D&D is like most popular media married to heroism. And it's not coincidental that quasi-medieval trappings are popular when you are wanting to tell a heroic story. That's because the medieval period was the most recent period in human history where defensive military technology had outstripped offensive military technology. And in periods where defensive technology has the advantage over offensive technology, lone trained warriors with high tech gear are capable of taking on a dozen or two dozen peasants without their high-tech armor at once leading to heroic fiction that extols the virtues of such warriors and captures the imagination.

It's not a coincidence that most "science fiction" that has captured the imagination is actually fantasy in modern dress where this heroic age is recaptured by powered body armor, giant robot suits, personal shields, genetic super-soldiers, or magic given some pseudo-science gloss. It again lets you have a single hero who can plausibly (if you don't think about it too hard) take on dozens of less powerful beings at a time, recreating the heroic narrative. And face it, humans love a good story about a virile human punching a bunch of other less admirable humans.

Realism of any sort gives you cannon fodder and conscripts and trench warfare and horror. Realism gives you artillery randomly squashing you no matter how heroic you are.

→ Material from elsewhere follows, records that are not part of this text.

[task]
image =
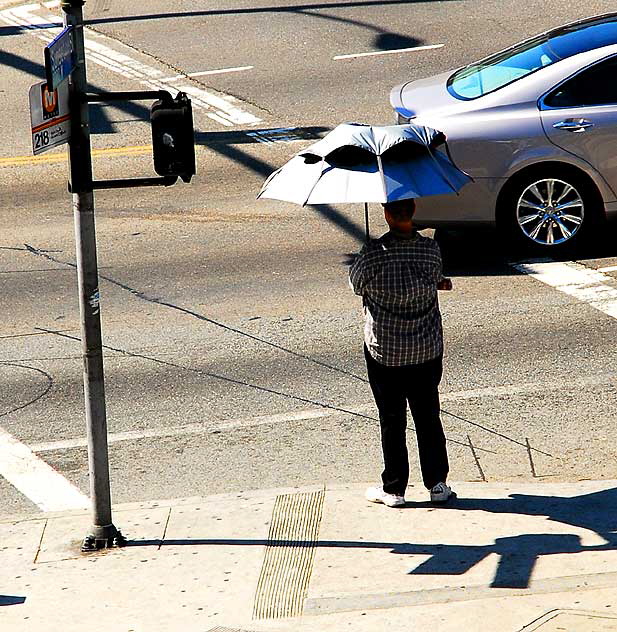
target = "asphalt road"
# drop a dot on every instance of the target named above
(233, 344)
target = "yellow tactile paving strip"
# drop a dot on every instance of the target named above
(288, 562)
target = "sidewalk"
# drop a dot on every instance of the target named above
(503, 557)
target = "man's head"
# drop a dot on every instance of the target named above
(399, 215)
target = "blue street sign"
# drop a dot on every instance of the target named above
(59, 58)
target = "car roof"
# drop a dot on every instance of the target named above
(534, 85)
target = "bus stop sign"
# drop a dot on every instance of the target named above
(59, 58)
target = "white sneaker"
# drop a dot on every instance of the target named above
(377, 495)
(441, 493)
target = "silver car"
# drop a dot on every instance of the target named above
(536, 127)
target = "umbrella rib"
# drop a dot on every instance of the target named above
(323, 160)
(383, 178)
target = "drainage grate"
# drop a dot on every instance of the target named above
(288, 561)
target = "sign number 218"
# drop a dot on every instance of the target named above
(41, 139)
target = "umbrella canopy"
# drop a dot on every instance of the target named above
(365, 163)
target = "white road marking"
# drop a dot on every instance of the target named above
(186, 430)
(280, 135)
(34, 478)
(389, 52)
(222, 109)
(203, 73)
(319, 413)
(586, 285)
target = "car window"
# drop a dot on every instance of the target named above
(516, 62)
(594, 86)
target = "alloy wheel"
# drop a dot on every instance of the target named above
(550, 211)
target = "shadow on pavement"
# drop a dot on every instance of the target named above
(299, 8)
(483, 252)
(517, 554)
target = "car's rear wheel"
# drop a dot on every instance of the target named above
(551, 209)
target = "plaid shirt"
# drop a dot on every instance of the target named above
(397, 278)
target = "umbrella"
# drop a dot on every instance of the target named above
(367, 163)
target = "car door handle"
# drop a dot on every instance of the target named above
(573, 125)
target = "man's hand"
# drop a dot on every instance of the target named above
(444, 284)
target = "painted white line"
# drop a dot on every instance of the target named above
(186, 430)
(389, 52)
(320, 413)
(39, 482)
(280, 135)
(222, 109)
(220, 71)
(586, 285)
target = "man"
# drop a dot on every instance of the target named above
(398, 276)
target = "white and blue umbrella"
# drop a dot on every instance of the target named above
(367, 163)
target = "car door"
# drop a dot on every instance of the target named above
(580, 116)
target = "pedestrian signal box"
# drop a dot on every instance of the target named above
(173, 138)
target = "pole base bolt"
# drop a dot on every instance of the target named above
(92, 543)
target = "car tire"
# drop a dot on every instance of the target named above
(550, 210)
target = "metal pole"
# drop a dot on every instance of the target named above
(103, 533)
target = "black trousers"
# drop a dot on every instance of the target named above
(393, 388)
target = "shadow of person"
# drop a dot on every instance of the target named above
(518, 554)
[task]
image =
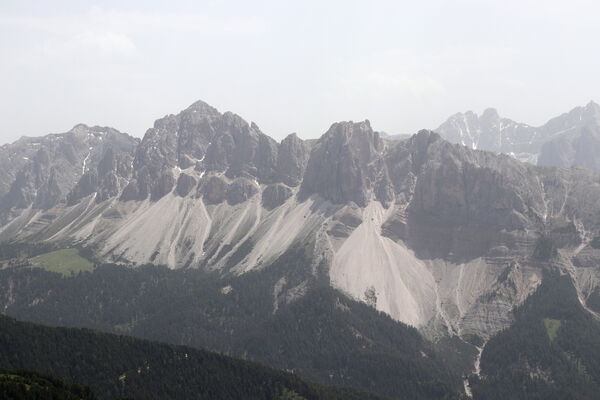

I'm not sure you can actually achieve what you want without in some fashion playing a "supers" game. You are literally describing changing the baseline reality to have offensive weaponry more powerful than defensive weaponry, which is exactly the opposite of how you get heroic fiction. Someone has to be bullet proof in some fashion, whether having superspeed or body made of iron or whatnot.
I don't know...Star Trek, Babylon 5, Battlestar Galactica, The Expanse, and the like certainly captured my imagination just fine without the fantasy trappings you seem to be insisting have to be there, at least in regards to the combat-based points you are making.
 

Firearms are not as deadly as you think they are. There are about 15K firearm homicides every year in the US, and about 115K injuries. People survive getting shot all the time. more important, as I have stated, we are still playing D&D. That means "realistic" approaches to firearms and no more necessary than realistic approaches to heavy blunt trauma ("no blood" indeed).
So in what way is this the modern world beyond the asthetic? It really does sound like D&D with a paint job and some more restrictive PC choices.